History: Where GDDR5 Reaches Its Limits

To really understand HBM we’d have to go all the way back to the first computer memory interfaces, but in the interest of expediency and sanity, we’ll condense that lesson down to the following. The history of computer and memory interfaces is a consistent cycle of moving between wide parallel interfaces and fast serial interfaces. Serial ports and parallel ports, USB 2.0 and USB 3.1 (Type-C), SDRAM and RDRAM, there is a continual process of developing faster interfaces, then developing wider interfaces, and switching back and forth between them as conditions call for.

So far in the race for PC memory, the pendulum has swung far in the direction of serial interfaces.
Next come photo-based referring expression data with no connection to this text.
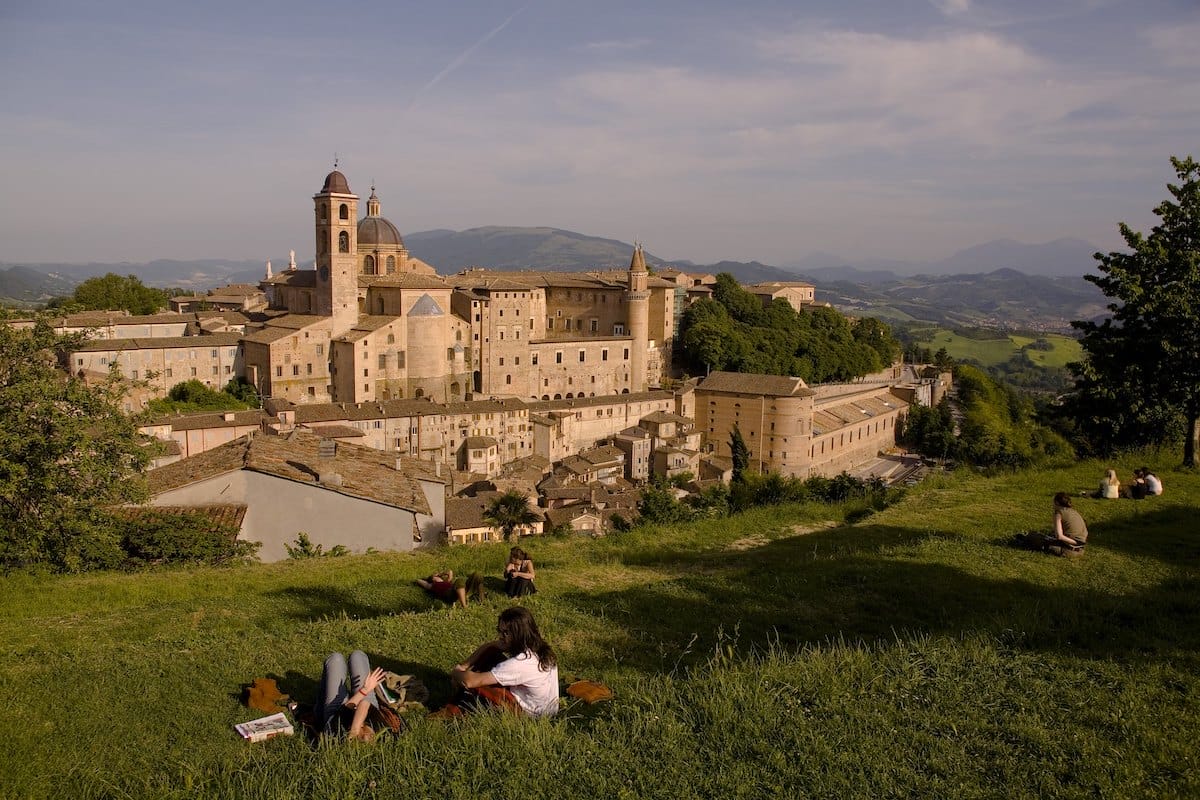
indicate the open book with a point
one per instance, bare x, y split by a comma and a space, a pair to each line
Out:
276, 725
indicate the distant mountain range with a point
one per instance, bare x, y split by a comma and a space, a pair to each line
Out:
1000, 283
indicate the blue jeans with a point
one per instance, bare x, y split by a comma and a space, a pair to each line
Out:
334, 692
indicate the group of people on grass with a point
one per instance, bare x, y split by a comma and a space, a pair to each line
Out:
517, 671
1144, 485
519, 575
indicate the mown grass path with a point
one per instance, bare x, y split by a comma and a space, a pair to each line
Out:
775, 654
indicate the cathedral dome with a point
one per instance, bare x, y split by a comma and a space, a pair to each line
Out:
336, 182
378, 232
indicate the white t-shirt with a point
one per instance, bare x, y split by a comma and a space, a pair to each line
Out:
537, 691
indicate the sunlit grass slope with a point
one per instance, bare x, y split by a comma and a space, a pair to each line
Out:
775, 654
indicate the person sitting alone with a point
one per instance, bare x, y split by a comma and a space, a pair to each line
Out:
1110, 487
1137, 488
519, 575
1069, 531
449, 590
517, 671
339, 708
1153, 485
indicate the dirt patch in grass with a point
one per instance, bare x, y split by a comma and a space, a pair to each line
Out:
759, 540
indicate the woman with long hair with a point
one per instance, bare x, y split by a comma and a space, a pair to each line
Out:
517, 671
519, 575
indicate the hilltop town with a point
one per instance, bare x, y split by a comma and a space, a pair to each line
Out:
407, 401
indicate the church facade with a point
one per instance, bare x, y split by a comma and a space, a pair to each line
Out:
370, 323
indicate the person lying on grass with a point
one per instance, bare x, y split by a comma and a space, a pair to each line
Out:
339, 708
449, 590
517, 671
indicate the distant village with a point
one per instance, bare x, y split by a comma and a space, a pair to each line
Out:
399, 403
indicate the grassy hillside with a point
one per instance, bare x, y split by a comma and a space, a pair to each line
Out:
995, 352
778, 654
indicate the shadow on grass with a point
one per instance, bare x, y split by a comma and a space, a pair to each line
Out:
870, 583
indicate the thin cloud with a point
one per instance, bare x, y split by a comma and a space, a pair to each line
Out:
462, 58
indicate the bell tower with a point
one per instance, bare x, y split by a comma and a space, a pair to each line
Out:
639, 296
336, 224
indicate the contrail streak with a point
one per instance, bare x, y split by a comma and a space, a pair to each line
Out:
465, 56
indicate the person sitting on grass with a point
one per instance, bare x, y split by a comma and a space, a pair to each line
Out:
517, 671
519, 575
1069, 530
1153, 485
1110, 487
445, 588
339, 708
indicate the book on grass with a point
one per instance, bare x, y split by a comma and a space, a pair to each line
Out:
265, 728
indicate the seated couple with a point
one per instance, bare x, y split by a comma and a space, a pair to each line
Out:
517, 671
450, 590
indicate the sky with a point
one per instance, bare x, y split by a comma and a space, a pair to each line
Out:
757, 130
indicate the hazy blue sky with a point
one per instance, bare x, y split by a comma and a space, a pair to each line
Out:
754, 130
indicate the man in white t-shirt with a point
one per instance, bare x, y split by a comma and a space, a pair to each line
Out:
517, 671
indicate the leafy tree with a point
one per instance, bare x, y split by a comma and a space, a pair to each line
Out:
66, 452
113, 292
1143, 364
193, 396
739, 452
508, 512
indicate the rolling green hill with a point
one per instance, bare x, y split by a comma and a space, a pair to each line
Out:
783, 653
991, 353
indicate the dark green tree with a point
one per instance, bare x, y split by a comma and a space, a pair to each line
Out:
1143, 364
113, 292
66, 452
510, 511
739, 452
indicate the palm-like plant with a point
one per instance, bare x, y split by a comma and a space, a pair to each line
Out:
510, 511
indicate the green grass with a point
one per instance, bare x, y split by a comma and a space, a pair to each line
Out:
910, 655
995, 352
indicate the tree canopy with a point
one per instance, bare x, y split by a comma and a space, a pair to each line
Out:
1139, 383
510, 511
67, 452
735, 331
113, 292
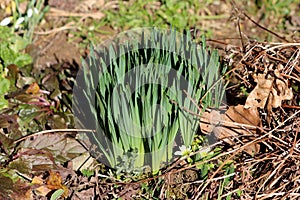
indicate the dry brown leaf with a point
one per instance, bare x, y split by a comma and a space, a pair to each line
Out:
269, 91
54, 182
41, 189
228, 125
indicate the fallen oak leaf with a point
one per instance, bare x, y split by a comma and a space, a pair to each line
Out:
236, 121
54, 182
39, 186
269, 90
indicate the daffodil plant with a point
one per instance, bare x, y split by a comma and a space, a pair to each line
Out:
140, 94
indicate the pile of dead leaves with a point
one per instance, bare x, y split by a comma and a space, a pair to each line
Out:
266, 126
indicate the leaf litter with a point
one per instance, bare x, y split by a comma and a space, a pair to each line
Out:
269, 117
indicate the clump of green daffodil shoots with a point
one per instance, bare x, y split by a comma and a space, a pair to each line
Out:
141, 94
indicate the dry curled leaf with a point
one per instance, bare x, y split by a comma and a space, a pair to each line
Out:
236, 121
270, 91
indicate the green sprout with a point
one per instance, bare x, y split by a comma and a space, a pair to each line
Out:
139, 95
Though 4 generations of GDDR, memory designers have continued to ramp up clockspeeds in order to increase available memory bandwidth, culminating in GDDR5 and its blistering 7Gbps+ per pin data rate. GDDR5 in turn has been with us on the high-end for almost 7 years now, longer than any previous memory technology, and in the process has gone farther and faster than initially planned.

But in the cycle of interfaces, the pendulum has finally reached its apex for serial interfaces when it comes to GDDR5. Back in 2011 at an AMD video card launch I asked then-graphics CTO Eric Demers about what happens after GDDR5, and while he expected GDDR5 to continue on for some time, it was also clear that GDDR5 was approaching its limits. High speed buses bring with them a number of engineering challenges, and while there is still headroom left on the table to do even better, the question arises of whether it’s worth it.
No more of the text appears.